The Other Electric Vehicle Revolution: Myths and Realities in the E-Scooter Business

David Sacks
Craft Ventures
Published in
7 min readJul 12, 2019

Almost two years ago, Bird launched the first e-scooter service in Santa Monica, California, and Craft Ventures led the company’s Series A shortly thereafter. Even back then, with just a few dozen e-scooters on the street, we could feel the buzz and see e-scooters going viral in the real world. Two years later, micro-mobility has become a global phenomenon, with cities changing their laws and infrastructure to accommodate this new mode of transportation. While it’s been gratifying to see change happening so fast, there are many misconceptions about the scooter business. Hopefully this post can help clear up some of the myths.

Myth #1: “Scooters are a fad.”

Last winter, we started to hear this a lot — that e-scooters were a fad, growth had stalled, it was “over”, etc. In reality, winter was a downtick caused by predictable seasonality. Growth returned in the spring, and the growth rate now is just as strong as it was last summer, with one key difference: that rate is compounding off of a much larger base. Clearly we are nowhere near the top, as sales continue a steep vertical climb. You can see that in this chart from Second Measure.
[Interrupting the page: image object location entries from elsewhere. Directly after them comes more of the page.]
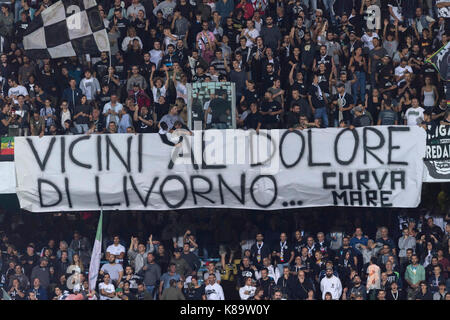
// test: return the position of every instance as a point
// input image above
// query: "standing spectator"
(248, 290)
(332, 284)
(106, 288)
(414, 274)
(81, 115)
(42, 273)
(213, 290)
(404, 243)
(113, 269)
(173, 292)
(414, 115)
(283, 254)
(151, 273)
(90, 86)
(111, 110)
(171, 274)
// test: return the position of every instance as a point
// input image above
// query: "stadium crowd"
(296, 64)
(386, 254)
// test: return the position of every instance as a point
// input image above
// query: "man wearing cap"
(181, 266)
(171, 274)
(42, 273)
(29, 260)
(331, 283)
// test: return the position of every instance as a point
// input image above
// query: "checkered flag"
(65, 29)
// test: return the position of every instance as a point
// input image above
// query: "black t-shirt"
(141, 126)
(326, 59)
(259, 255)
(267, 285)
(292, 119)
(301, 87)
(273, 106)
(85, 108)
(251, 96)
(317, 96)
(287, 249)
(362, 121)
(99, 124)
(252, 120)
(246, 272)
(345, 101)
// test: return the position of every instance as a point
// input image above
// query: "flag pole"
(96, 254)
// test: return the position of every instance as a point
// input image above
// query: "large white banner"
(276, 169)
(7, 177)
(437, 157)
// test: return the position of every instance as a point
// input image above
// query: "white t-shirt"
(367, 40)
(444, 11)
(214, 292)
(400, 71)
(246, 292)
(115, 250)
(155, 56)
(395, 10)
(108, 288)
(17, 91)
(254, 33)
(414, 116)
(181, 91)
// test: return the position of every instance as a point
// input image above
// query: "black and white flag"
(65, 29)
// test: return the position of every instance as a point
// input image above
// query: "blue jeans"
(321, 113)
(359, 87)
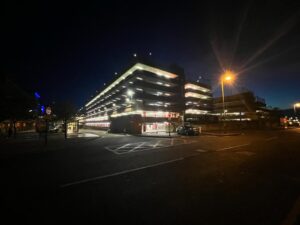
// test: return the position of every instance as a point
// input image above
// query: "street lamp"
(228, 77)
(296, 105)
(130, 93)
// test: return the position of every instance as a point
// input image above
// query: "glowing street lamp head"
(297, 104)
(130, 93)
(228, 76)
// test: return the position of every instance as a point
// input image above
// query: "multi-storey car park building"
(244, 106)
(198, 101)
(147, 99)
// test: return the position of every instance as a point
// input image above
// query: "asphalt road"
(116, 179)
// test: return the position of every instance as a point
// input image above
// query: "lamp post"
(130, 93)
(296, 105)
(227, 77)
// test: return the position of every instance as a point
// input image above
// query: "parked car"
(187, 130)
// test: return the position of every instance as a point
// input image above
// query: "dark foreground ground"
(250, 179)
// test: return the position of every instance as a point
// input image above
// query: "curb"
(222, 134)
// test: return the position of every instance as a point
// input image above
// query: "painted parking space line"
(201, 150)
(232, 147)
(271, 138)
(142, 146)
(120, 173)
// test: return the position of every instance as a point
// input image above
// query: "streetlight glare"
(130, 93)
(228, 76)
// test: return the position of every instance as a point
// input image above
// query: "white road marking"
(232, 147)
(137, 147)
(271, 138)
(201, 150)
(120, 173)
(293, 214)
(123, 146)
(157, 143)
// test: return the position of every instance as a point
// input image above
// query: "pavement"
(112, 179)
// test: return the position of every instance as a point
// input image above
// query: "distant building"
(198, 101)
(145, 98)
(241, 107)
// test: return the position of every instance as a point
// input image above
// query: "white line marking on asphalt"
(293, 214)
(140, 145)
(201, 150)
(123, 146)
(271, 138)
(120, 173)
(232, 147)
(157, 143)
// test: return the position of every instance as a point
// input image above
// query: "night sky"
(66, 51)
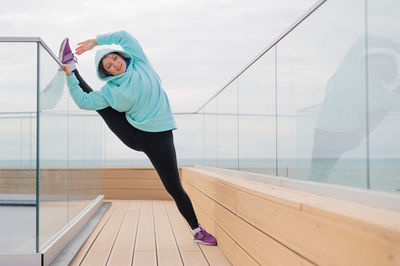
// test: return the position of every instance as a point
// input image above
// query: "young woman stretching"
(135, 107)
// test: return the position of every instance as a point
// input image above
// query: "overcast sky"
(195, 46)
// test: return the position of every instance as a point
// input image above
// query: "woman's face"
(114, 64)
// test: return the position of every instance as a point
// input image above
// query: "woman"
(136, 108)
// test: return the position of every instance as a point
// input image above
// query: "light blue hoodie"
(137, 92)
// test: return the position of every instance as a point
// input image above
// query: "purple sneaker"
(204, 238)
(65, 55)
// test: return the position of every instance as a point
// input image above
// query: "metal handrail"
(32, 39)
(269, 47)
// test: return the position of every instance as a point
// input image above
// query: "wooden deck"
(145, 232)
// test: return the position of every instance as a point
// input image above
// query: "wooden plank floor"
(145, 232)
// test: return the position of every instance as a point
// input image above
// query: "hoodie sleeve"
(127, 42)
(94, 100)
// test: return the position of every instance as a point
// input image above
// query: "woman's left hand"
(67, 70)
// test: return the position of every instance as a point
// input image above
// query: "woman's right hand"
(85, 46)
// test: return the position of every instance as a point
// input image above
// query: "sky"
(195, 46)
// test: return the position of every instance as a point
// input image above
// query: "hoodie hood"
(103, 52)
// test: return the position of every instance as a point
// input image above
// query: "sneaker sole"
(201, 242)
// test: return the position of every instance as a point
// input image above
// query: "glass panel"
(257, 141)
(187, 139)
(321, 97)
(53, 140)
(227, 128)
(384, 94)
(18, 147)
(210, 134)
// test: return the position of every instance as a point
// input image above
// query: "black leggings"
(158, 146)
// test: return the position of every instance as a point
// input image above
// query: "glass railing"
(49, 148)
(320, 104)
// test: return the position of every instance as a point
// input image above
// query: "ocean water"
(376, 174)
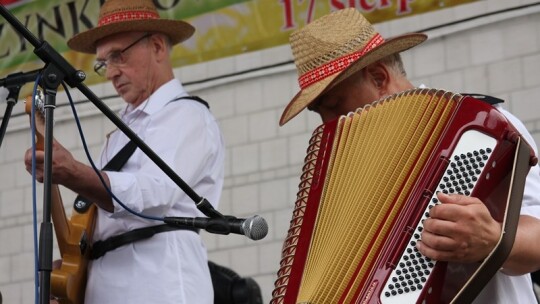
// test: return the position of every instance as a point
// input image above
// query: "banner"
(223, 27)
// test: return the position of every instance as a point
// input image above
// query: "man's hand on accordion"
(460, 229)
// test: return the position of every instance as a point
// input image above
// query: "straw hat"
(332, 48)
(117, 16)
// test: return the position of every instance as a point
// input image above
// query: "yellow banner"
(223, 27)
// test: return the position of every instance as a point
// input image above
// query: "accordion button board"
(465, 167)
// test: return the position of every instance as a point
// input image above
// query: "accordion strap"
(101, 247)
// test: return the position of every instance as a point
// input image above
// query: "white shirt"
(504, 289)
(170, 267)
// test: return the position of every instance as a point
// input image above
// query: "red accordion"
(368, 182)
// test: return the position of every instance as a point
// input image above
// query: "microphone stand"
(13, 84)
(56, 71)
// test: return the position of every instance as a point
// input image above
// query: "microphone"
(254, 227)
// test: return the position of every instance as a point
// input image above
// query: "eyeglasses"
(116, 58)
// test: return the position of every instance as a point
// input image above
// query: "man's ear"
(379, 75)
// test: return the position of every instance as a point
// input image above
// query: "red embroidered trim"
(127, 16)
(337, 65)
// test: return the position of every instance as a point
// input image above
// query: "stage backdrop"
(223, 27)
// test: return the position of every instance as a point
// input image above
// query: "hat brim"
(176, 30)
(306, 96)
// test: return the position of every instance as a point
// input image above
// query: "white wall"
(497, 54)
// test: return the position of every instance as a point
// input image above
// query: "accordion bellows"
(368, 182)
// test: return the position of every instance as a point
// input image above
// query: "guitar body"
(74, 235)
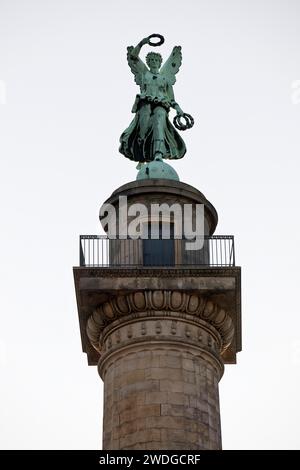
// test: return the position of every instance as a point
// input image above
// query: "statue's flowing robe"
(156, 91)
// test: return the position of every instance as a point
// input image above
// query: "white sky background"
(69, 93)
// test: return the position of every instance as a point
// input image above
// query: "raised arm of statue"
(137, 66)
(151, 135)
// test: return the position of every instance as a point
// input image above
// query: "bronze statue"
(151, 135)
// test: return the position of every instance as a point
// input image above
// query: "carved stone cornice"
(154, 301)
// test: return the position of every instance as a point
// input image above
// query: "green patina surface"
(151, 135)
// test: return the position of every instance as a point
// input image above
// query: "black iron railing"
(99, 251)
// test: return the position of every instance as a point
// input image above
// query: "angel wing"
(172, 65)
(137, 66)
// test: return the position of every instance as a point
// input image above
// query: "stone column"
(160, 360)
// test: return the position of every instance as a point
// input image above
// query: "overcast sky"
(66, 94)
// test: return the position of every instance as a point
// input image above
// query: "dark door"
(159, 252)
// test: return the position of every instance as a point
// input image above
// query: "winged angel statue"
(151, 135)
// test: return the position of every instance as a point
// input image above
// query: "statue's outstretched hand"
(180, 113)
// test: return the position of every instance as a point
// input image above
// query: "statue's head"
(154, 61)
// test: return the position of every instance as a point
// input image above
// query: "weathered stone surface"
(165, 418)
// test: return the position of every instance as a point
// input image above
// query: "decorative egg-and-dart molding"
(160, 300)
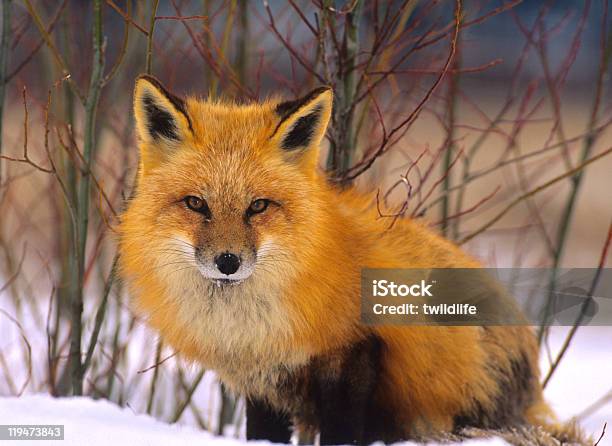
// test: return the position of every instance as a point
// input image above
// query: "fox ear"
(161, 117)
(303, 121)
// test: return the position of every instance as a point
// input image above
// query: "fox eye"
(197, 204)
(258, 206)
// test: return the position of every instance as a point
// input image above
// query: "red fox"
(246, 260)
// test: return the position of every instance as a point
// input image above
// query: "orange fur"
(302, 299)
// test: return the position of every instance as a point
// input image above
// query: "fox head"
(225, 192)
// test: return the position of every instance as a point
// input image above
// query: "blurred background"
(491, 120)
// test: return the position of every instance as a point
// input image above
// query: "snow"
(585, 374)
(100, 423)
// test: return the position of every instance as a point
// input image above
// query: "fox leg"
(343, 392)
(265, 423)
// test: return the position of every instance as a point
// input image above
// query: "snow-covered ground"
(584, 376)
(93, 423)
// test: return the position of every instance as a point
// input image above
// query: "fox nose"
(227, 263)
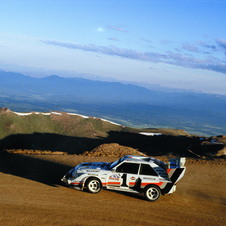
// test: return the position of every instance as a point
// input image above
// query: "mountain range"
(126, 104)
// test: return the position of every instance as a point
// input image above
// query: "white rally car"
(130, 173)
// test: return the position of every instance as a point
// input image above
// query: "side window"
(128, 168)
(147, 170)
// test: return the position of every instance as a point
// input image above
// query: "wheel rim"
(152, 193)
(94, 186)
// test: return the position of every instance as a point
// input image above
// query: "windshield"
(115, 163)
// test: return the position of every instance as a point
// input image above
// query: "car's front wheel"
(152, 193)
(93, 185)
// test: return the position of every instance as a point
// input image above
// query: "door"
(125, 176)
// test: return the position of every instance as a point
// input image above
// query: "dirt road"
(31, 193)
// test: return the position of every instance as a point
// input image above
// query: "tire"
(152, 193)
(93, 185)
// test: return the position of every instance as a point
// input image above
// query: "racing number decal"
(124, 177)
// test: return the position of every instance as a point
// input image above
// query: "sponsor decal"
(114, 177)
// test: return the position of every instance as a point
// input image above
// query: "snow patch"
(105, 120)
(22, 114)
(83, 116)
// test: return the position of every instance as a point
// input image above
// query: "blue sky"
(172, 43)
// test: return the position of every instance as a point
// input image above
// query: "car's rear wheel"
(93, 185)
(152, 193)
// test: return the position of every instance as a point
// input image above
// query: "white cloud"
(100, 29)
(178, 59)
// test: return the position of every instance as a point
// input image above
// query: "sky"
(171, 43)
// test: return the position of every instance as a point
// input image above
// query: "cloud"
(206, 45)
(165, 42)
(100, 29)
(113, 39)
(146, 40)
(116, 28)
(222, 44)
(190, 47)
(210, 63)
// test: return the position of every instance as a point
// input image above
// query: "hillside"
(71, 133)
(129, 105)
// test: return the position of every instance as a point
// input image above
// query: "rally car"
(137, 174)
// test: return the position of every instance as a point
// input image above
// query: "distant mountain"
(130, 105)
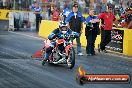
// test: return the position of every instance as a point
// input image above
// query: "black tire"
(72, 57)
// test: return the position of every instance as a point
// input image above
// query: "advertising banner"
(116, 43)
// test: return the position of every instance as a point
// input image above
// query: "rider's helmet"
(63, 27)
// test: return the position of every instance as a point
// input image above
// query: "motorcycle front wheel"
(72, 58)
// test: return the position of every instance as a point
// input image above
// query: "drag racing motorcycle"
(63, 52)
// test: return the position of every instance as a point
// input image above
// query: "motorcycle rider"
(60, 32)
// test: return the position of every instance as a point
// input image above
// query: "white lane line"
(27, 35)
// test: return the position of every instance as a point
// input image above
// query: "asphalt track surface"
(18, 70)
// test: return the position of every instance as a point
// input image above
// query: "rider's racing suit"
(57, 33)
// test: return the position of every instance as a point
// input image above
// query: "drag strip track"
(18, 70)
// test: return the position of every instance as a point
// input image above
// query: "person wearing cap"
(37, 12)
(108, 18)
(75, 22)
(55, 15)
(128, 18)
(91, 31)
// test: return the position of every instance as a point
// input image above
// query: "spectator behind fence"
(91, 31)
(37, 12)
(128, 18)
(75, 21)
(108, 18)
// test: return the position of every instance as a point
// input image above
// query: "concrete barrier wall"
(47, 27)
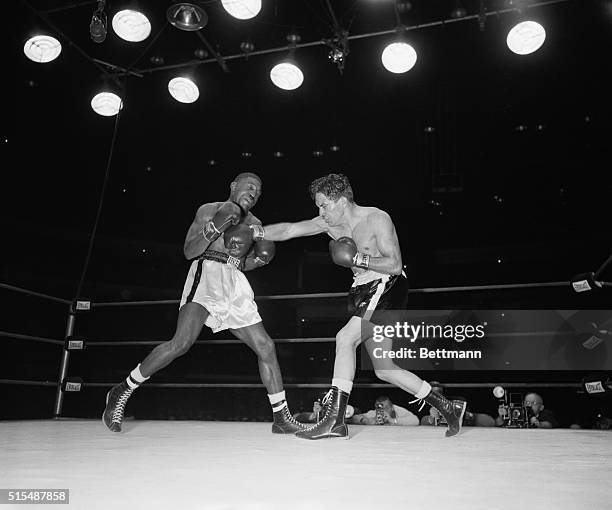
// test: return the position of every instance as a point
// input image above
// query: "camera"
(380, 413)
(515, 414)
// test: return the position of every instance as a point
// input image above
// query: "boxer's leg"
(191, 319)
(388, 371)
(333, 422)
(257, 338)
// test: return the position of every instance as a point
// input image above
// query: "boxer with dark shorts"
(216, 293)
(363, 239)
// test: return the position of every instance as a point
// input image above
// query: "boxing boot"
(116, 399)
(332, 424)
(284, 423)
(452, 411)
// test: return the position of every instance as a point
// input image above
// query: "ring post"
(59, 395)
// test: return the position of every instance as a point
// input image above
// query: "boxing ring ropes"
(70, 344)
(197, 464)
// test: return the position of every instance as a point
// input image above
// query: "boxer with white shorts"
(217, 294)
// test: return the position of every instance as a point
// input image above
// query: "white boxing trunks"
(224, 291)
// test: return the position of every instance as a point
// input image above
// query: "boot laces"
(120, 406)
(418, 401)
(327, 406)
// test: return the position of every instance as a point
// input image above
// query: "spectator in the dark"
(538, 416)
(385, 412)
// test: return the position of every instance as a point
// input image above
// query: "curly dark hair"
(333, 186)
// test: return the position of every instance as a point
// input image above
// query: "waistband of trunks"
(223, 258)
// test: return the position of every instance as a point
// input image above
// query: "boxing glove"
(264, 252)
(230, 213)
(344, 252)
(258, 232)
(238, 240)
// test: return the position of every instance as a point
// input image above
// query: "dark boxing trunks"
(372, 301)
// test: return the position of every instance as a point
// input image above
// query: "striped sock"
(135, 378)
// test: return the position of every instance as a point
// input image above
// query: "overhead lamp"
(399, 57)
(287, 75)
(131, 25)
(106, 104)
(526, 37)
(459, 11)
(242, 9)
(187, 16)
(97, 26)
(42, 48)
(183, 90)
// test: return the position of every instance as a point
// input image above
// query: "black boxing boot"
(116, 400)
(284, 423)
(332, 424)
(452, 411)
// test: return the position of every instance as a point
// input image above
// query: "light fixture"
(187, 16)
(399, 57)
(287, 75)
(97, 26)
(459, 11)
(526, 37)
(106, 104)
(42, 48)
(183, 90)
(131, 26)
(242, 9)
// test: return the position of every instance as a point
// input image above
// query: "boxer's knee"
(264, 348)
(180, 344)
(346, 341)
(385, 375)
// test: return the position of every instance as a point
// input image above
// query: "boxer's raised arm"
(195, 242)
(285, 231)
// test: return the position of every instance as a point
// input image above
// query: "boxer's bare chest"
(362, 232)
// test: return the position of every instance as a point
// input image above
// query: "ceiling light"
(242, 9)
(106, 104)
(42, 48)
(399, 57)
(183, 90)
(526, 37)
(131, 26)
(286, 76)
(187, 17)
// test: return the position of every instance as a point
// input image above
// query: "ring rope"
(303, 385)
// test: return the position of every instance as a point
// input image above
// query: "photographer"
(538, 416)
(385, 412)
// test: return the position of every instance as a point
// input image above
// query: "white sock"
(424, 391)
(135, 378)
(343, 384)
(277, 401)
(275, 398)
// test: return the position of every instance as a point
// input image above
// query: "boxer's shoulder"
(251, 219)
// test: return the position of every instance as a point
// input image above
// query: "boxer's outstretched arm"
(286, 231)
(195, 243)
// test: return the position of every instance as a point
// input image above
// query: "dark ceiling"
(532, 130)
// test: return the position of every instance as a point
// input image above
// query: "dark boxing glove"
(344, 252)
(238, 240)
(230, 213)
(264, 252)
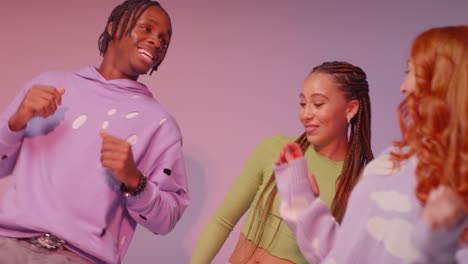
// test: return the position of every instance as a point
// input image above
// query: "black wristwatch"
(140, 188)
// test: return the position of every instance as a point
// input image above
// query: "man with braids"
(83, 175)
(334, 103)
(412, 202)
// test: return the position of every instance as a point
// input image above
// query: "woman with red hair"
(411, 204)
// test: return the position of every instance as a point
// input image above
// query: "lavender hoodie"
(58, 184)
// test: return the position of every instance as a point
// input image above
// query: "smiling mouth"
(147, 54)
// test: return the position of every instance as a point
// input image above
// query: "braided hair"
(353, 84)
(126, 15)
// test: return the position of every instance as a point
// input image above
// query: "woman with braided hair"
(411, 205)
(335, 113)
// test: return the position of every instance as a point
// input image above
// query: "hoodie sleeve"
(308, 217)
(440, 245)
(160, 206)
(10, 142)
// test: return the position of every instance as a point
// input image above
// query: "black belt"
(47, 241)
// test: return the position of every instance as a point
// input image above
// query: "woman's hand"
(291, 152)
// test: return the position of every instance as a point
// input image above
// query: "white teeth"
(146, 53)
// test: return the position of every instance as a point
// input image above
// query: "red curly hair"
(434, 117)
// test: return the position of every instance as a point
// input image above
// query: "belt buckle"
(48, 242)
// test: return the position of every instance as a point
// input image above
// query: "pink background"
(231, 77)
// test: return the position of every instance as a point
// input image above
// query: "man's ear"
(109, 28)
(352, 110)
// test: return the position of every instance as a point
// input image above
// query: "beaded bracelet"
(141, 186)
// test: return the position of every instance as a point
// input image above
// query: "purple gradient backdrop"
(231, 77)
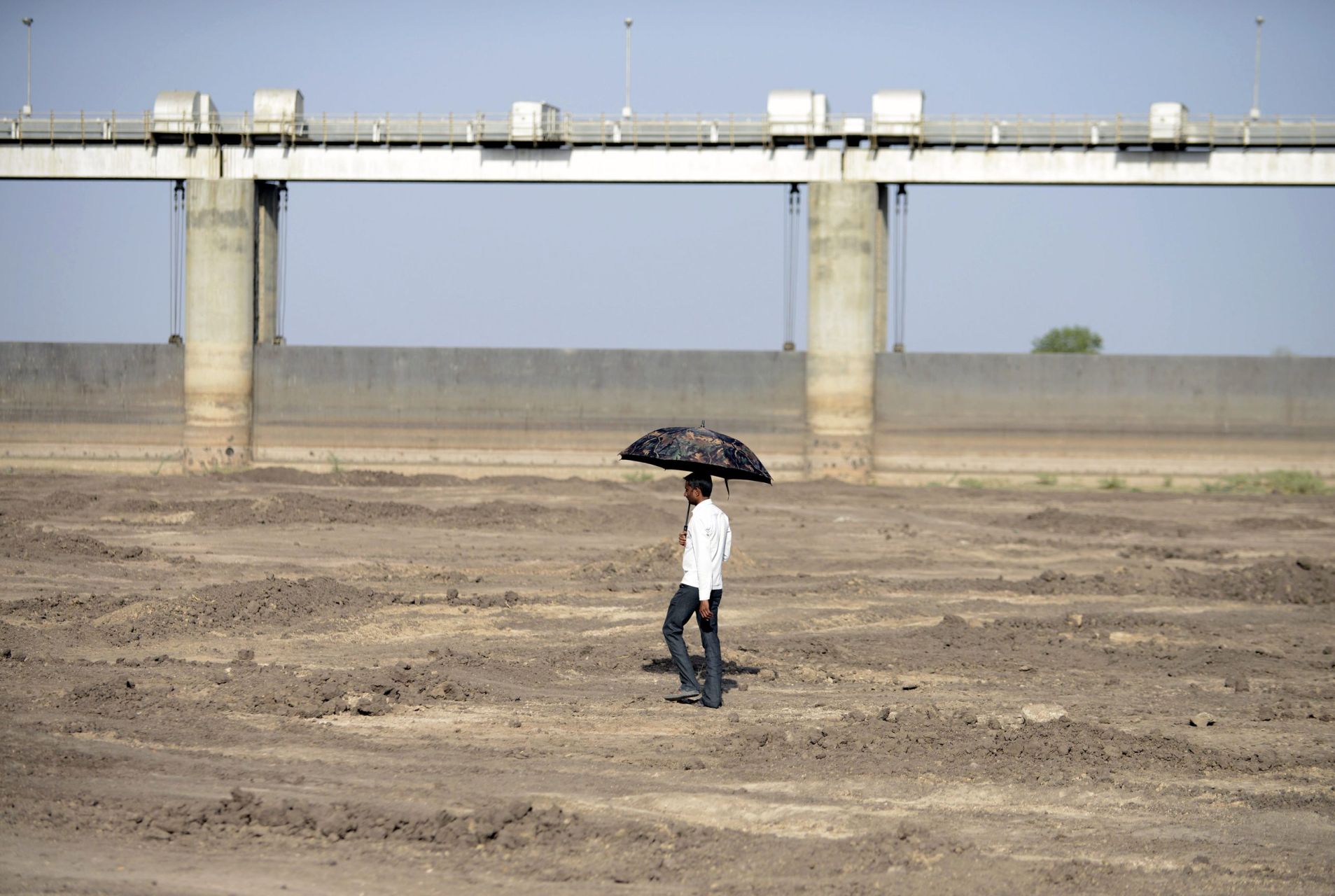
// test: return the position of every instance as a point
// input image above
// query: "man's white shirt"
(709, 541)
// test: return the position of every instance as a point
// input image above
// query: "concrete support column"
(846, 226)
(266, 263)
(883, 266)
(219, 322)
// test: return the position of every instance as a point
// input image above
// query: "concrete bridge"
(232, 167)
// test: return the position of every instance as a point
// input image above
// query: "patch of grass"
(1270, 482)
(162, 462)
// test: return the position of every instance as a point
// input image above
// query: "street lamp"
(27, 108)
(625, 110)
(1255, 113)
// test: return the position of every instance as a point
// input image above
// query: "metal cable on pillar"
(176, 267)
(281, 300)
(899, 260)
(792, 226)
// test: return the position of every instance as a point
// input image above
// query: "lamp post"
(27, 108)
(1255, 113)
(625, 110)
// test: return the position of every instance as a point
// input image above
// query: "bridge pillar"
(846, 322)
(219, 322)
(266, 262)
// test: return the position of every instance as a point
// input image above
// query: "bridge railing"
(700, 130)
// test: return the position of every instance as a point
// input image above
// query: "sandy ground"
(279, 681)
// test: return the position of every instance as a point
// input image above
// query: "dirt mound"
(505, 825)
(1086, 524)
(1264, 524)
(657, 561)
(284, 509)
(163, 684)
(328, 692)
(23, 542)
(1273, 581)
(241, 608)
(67, 608)
(918, 740)
(363, 478)
(1277, 581)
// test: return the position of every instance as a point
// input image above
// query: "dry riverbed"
(372, 682)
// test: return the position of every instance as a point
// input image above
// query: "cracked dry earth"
(279, 681)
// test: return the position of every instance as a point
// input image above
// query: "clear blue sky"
(1155, 272)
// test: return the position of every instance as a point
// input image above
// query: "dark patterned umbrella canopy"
(697, 449)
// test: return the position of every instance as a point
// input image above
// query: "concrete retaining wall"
(1102, 416)
(503, 407)
(78, 405)
(569, 412)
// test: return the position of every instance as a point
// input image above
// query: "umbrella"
(699, 450)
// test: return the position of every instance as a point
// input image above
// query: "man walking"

This is based on U.S. credit card data and doesn’t even include growth from international markets, which are exploding.

Myth #2: “It’s a small market.”

In conjunction with the argument that growth had stalled, we heard that e-scooters would be a small, niche market. But with growth still going strong, the reality is that we haven’t yet seen a limit to how big this market can get. What we do know is that half of all trips in cities are short-range and eligible to switch, that scooters are frequently the fastest and most convenient option for getting around congested cities, that consumer adoption is global (e.g. see Germany this week), and that this new mode is highly complementary to other trends such as public transportation and reduced car ownership. As cities create protected lanes and parking, the behavior will only become more mainstream. In a detailed report from March this year, Barclays estimates that micro-mobility will be an $800 billion revenue market by the mid-2020s. In short, the market is massive.

Myth #3: “Scooters only last a few months.”

This was only true of the first generation of electric scooters. These products were intended for the retail market and not designed for rugged commercial use. They broke easily, fared poorly in inclement weather, had small batteries, lacked anti-theft technology, and critically had no supply chain for parts — so even a small problem could be irreparable. But these scooters had one key advantage: they were available. As a result, they could be rapidly deployed to prove product-market fit and build a footprint. Since then, Bird has vertically integrated, designing and manufacturing its own scooters. This allows it to rapidly iterate on feedback from its local service centers, incorporate new regulatory requirements, and test new anti-theft technologies. These new commercial-grade scooters (Bird Zero and Bird One) last 13 months, and that lifetime is only increasing with each successive iteration of the technology.

Myth #4: “The unit economics don’t work.”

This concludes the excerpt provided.